Often it is useful to have several semantic patches that have a similar structure, but that use different concrete variable names. For example, one could have a collection of semantic patches for finding or fixing memory leaks. These might all have the same structure, but differ in the names of the allocation and deallocation functions. To address this case, it is possible (starting in version 0.2.1) to parameterize a rule using virtual identifiers. Any identifier metavariable can be declared a being inherited from the rule virtual (which thus is not a valid rule name), in which case the value of the variable comes from the corresponding -D option on the command line, if any.
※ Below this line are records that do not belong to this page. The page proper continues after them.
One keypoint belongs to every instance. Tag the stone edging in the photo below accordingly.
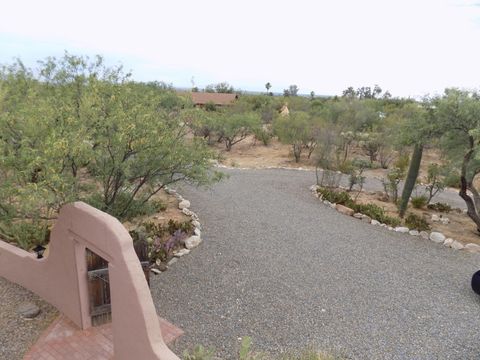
(434, 236)
(194, 240)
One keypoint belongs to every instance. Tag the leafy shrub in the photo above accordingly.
(419, 202)
(413, 221)
(441, 207)
(337, 197)
(376, 212)
(371, 210)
An example is as follows (demos/vm.cocci):
@r@
identifier virtual.alloc, virtual.free;
expression x;
position p1,p2;
@@
x = alloc@p1(...);
...
free@p2(x);
@script:python@
p1 << r.p1;
p2 << r.p2;
alloc << virtual.alloc;
@@
cocci.print_main(alloc,p1);
cocci.print_secs("free",p2);
Given the following C file (demos/vm.c):
int main () {
x = kmalloc();
r = 15;
kfree(x);
}
The semantic patch prints a message if run as:
spatch -sp_file demos/vm.cocci demos/vm.c -D alloc=kmalloc -D free=kfree
Note that there is no space around the =. On the other hand there is no message if the semantic patch is run as, eg:
spatch -sp_file demos/vm.cocci demos/vm.c -D alloc=kmalloc
because a binding for free is needed for the first rule to match, and none is provided. Similarly there is no match for eg:
spatch -sp_file demos/vm.cocci demos/vm.c -D alloc=malloc -D free=free
because the C file contains kmalloc and kfree, not malloc and free.